SAN ANGELO, Texas Lawyers for child welfare authorities and a group of FLDS mothers filed more papers with the Texas Supreme Court today, but still no decision from the high court on what it will do about hundreds of children in state protective custody.
The Texas Department of Family and Protective Services urged the high court to grant its request for an emergency stay of a ruling by Austin's 3rd Court of Appeals.
The appellate court ruling said that Texas Child Protective Services acted improperly in removing all of the children. It ordered more than 100 children to be returned to their mothers and opened the door for other FLDS parents to seek the return of their children.

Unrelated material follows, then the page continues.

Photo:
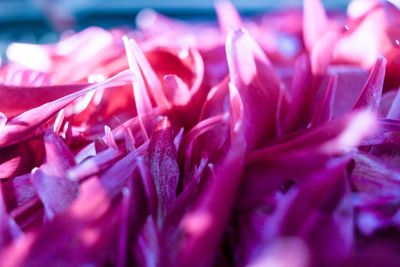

In today's filing, agency lawyers said that they still have been unable to identify family relationships and repeated claims that the parents made it deliberately difficult to establish paternity. Establishing those relationships, CPS claims, is critical to determining the risk of a sexual predator being in the home.
"Failure to grant a stay will mean that approximately 124 children will be returned to alleged mothers without any male sexual perpetrators being identified," Texas CPS lawyer Duke Hooten wrote.
Texas CPS lawyers also expressed concern that if the Supreme Court upheld the 3rd Court of Appeals decision, the FLDS might flee Texas noting that they have no legal authority to compel anyone to remain in the state, as opposed to a typical divorce case.
"What greater threat could exist to the jurisdiction of this Honorable Court regarding this mandamus proceeding than the subject mothers and their 124 children fleeing the jurisdiction of the state of Texas and taking refuge in Hilldale (sic) Utah, Colorado City, Arizona, or some other undisclosed location?" Hooten wrote.
Lawyers for the 38 mothers filed a response hours later, taking issue with the agency's characterization of a San Antonio court proceeding that ended with 12 children being reunited with their parents. The FLDS mothers' attorneys noted that CPS agreed to send the children back to their parents under certain conditions.
"The Department's agreement to reunite some children with their parents undermines the reasons it has articulated for the stay," Amy Warr wrote. "First, it undermines the Department's insistence that every single child is in imminent danger of abuse because of the parents' beliefs."
Warr also said it contradicts CPS' claim that without DNA testing, it can't match children with their parents and that the agency has been allowing visitation and requiring family service plans to be signed, undermining its own positions.
If the 3rd Court of Appeals ruling stands, CPS said, the FLDS children "will be at risk of continuing sexual and emotional abuse, which certainly is not in the children's best interest."